Be careful with CSS class though. class is a reserved keyword. There are two workarounds – first, just use class_ instead of class. Second is to use a dictionary as the second argument.
It means that soup.find(“div”,class_=”toc”) and soup.find(“div”,{“class”: “toc”}) are same. Using a dictionary allows the flexibility to specify more than one attribute values for filtering. For example, soup.find(“div”,{“class”: “toc”, “id”:”toc”}) if you need to specify both class and id.

What we really interested are, is the text, not the HTML markup. So, let’s try filtering further:
If we Inspect the text of TOC on this Wikipedia page, we will see that the HTML as <span class=”toctext”>History</span>

Let’s use this in our find method. Let’s run soup.find(“span”,class_=”toctext”). Remember that find() method returns the first match. So this will give us <span class=”toctext”>History</span>. That’s better. Time to use find_all.

Remember that find_all() returns a list. So we would need a for loop to iterate over the result. Let’s look at the code so far and the output together:

import requests
from bs4 import BeautifulSoup
url_to_parse = "https://en.wikipedia.org/wiki/Python_(programming_language)"
response = requests.get(url_to_parse)
response_text = response.text
soup = BeautifulSoup(response_text, 'lxml')
toc = soup.find_all("span",class_="toctext")
for item in toc:
print(item)

Output:
<span class="toctext">History</span>

<span class="toctext">Features and philosophy</span> <span class="toctext">Syntax and semantics</span> <span class="toctext">Indentation</span> . . .

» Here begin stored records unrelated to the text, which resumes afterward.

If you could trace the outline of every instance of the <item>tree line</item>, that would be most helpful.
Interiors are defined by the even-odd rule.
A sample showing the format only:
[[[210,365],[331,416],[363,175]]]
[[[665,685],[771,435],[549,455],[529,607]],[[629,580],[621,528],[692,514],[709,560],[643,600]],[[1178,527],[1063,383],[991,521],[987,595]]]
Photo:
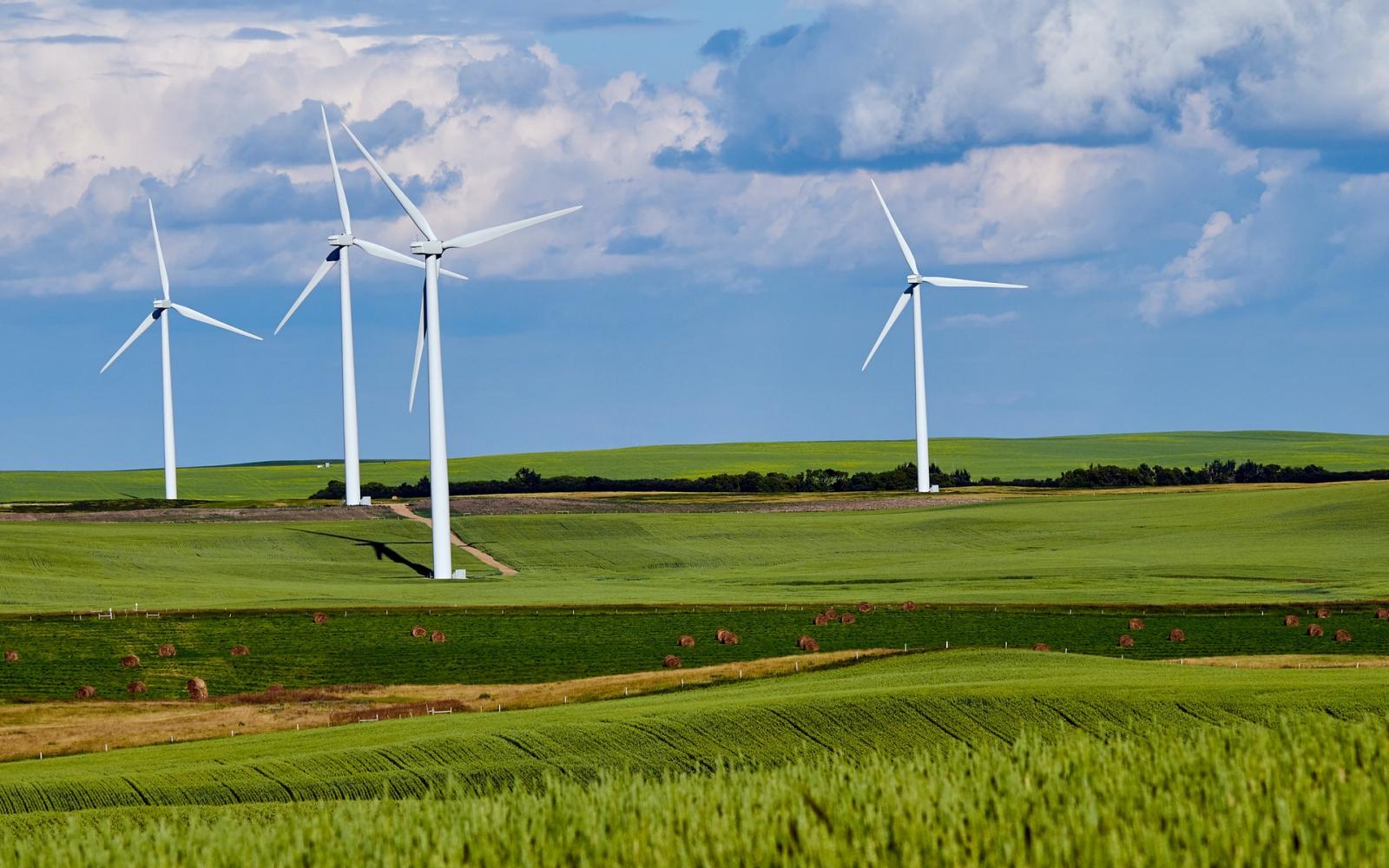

We are now ready to solve one final problem. If you look at the Wikipedia page, you would notice that some of them are actually subheadings. What if just want the main headings?
We need to take one step back and look at the markup of the list items. You would notice that the main headings have the class toclevel-1 while the subheadings have toclevel-2. Let’s update our code to get the <li class=”toclevel-1″> items. We will then filter this further to get the span.text. Here is how the updated code looks like:

all_main_headings = []
main_headings = soup.find_all("li", class_="toclevel-1")
for h1 in main_headings :
heading = h1.find("span", class_="toctext").text
all_main_headings.append(heading)
print(heading)

And now we have our table of contents text for level 1 headings.
We can use python-docx library to save this in a word file or csv library to save it in a csv.